O diretor conseguiu alguns sucessos de bilheteria com a série de filmes Policial em Apuros (com uma terceira parte engatilhada na pré-produção), mesmo apresentando um material de baixíssima qualidade; e ainda teve o longa Táxi, lançado em 2004, uma bomba pecaminosa em seu currículo. Assim, sobra apenas a comédia familiar Uma Turma do Barulho (2002) como o único acerto no alvo da carreira de Tim Story. O diretor americano se tornou um ‘one-hit wonder’ (capacidade de fazer apenas um único sucesso em toda a trajetória). Não mais!

Do mesmo modo como sua obra de 2002, Shaft da Netflix também é um filme familiar, mas só um pouquinho mais violento. O investigador privado boca suja é a típica figura paterna eastwoodiana, que quando se encontra ao lado de JJ, interpretado pelo cativante Jessie Usher, faz desta atual produção algo de muito prazeroso. Quando os dois estão juntos em cena, Shaft faz um show de fogos de artifício!

Melhor ainda, que isso não se restringiu à dupla de protagonistas, já que o elenco composto também, por: Alexandra Shipp (a versão mais jovem da mutante Tempestade em X-Men), Regina Hall (com uma hilária cena no restaurante quando encontra John Shaft II com duas mulheres), além de Richard Roundtree – o Shaft original – oferecem o apoio necessário para tornar a experiência ainda mais agradável.
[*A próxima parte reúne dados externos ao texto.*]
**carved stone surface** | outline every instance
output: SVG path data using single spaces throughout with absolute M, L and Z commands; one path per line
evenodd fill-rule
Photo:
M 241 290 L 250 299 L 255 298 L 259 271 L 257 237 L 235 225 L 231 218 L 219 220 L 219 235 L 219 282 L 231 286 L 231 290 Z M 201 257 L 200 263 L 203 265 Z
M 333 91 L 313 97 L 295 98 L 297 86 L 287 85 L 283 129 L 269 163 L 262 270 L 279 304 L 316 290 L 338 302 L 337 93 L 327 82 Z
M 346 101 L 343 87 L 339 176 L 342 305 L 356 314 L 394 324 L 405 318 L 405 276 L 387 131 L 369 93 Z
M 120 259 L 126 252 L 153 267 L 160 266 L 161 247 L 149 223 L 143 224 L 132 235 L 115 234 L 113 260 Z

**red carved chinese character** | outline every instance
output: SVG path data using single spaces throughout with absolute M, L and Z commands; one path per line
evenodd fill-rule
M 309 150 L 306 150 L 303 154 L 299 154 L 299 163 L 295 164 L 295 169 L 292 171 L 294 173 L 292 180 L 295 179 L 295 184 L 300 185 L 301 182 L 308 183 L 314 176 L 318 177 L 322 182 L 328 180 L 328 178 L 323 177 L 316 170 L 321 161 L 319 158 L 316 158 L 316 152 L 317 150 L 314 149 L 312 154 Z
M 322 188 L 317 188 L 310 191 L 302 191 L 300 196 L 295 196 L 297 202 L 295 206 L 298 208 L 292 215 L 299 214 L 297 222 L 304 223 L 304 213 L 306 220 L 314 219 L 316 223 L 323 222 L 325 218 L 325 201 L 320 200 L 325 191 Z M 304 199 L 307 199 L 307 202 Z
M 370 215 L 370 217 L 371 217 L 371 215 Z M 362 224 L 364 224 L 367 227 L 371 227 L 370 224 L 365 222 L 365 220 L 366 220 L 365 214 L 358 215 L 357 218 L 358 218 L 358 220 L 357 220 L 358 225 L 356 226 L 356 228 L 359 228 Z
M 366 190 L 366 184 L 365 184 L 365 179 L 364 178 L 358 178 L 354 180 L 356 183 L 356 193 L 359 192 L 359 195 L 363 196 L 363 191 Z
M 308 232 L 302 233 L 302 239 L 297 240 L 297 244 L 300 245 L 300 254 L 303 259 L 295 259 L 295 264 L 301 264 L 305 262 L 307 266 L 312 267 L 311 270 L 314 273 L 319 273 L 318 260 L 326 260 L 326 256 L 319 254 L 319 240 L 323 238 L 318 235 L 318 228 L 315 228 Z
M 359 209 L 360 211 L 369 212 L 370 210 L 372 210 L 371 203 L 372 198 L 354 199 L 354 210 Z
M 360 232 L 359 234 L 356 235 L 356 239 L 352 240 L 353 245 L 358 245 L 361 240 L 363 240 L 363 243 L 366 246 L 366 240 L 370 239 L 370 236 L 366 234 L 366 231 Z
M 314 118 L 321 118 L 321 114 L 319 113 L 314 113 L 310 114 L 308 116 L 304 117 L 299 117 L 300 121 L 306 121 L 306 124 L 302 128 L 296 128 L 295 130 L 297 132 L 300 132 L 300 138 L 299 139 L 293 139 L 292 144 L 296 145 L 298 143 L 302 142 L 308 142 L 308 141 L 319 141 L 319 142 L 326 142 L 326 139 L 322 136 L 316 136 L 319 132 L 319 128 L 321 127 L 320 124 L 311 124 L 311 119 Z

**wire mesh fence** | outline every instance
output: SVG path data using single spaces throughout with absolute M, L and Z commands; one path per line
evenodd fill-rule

O septuagenário Samuel L. Jackson, mais que um ator, hoje, uma instituição cinematográfica de valor inestimável, não é capaz de praticar piruetas performáticas típicas do cinema de ação. Desta maneira, temos em Shaft, a boa e velha troca de tiros à la faroeste, que agrada os mais velhos, e pode entediar os mais jovens ávidos por uma ação em cena mais dinâmica e explosiva.

Porém, o que permeia ao final do novo Shaft, disponível para o assinante da Netflix, é o intento que vem do roteiro de Kenya Barris e Alex Barnow. Unir gerações diferentes no mesmo plano, com todas as suas contradições e conflitos na busca por um equilíbrio destas, com mobilizações de ambos os lados. Em resumo: JJ precisa amadurecer algumas ideias e aprender a tomar as rédeas de algumas situações, e John Shaft II precisa se tocar quando está passando da conta, e praticar um mínimo de humildade geralmente impedido por seu ego inflado.

Óbvio, que o ex-detetive é menos maleável, e reluta mais com certas mudanças. Ainda assim, uma tarefa difícil resistir ao charme canalha (que nem sempre consegue o que deseja) que só Samuel L. Jackson consegue prover.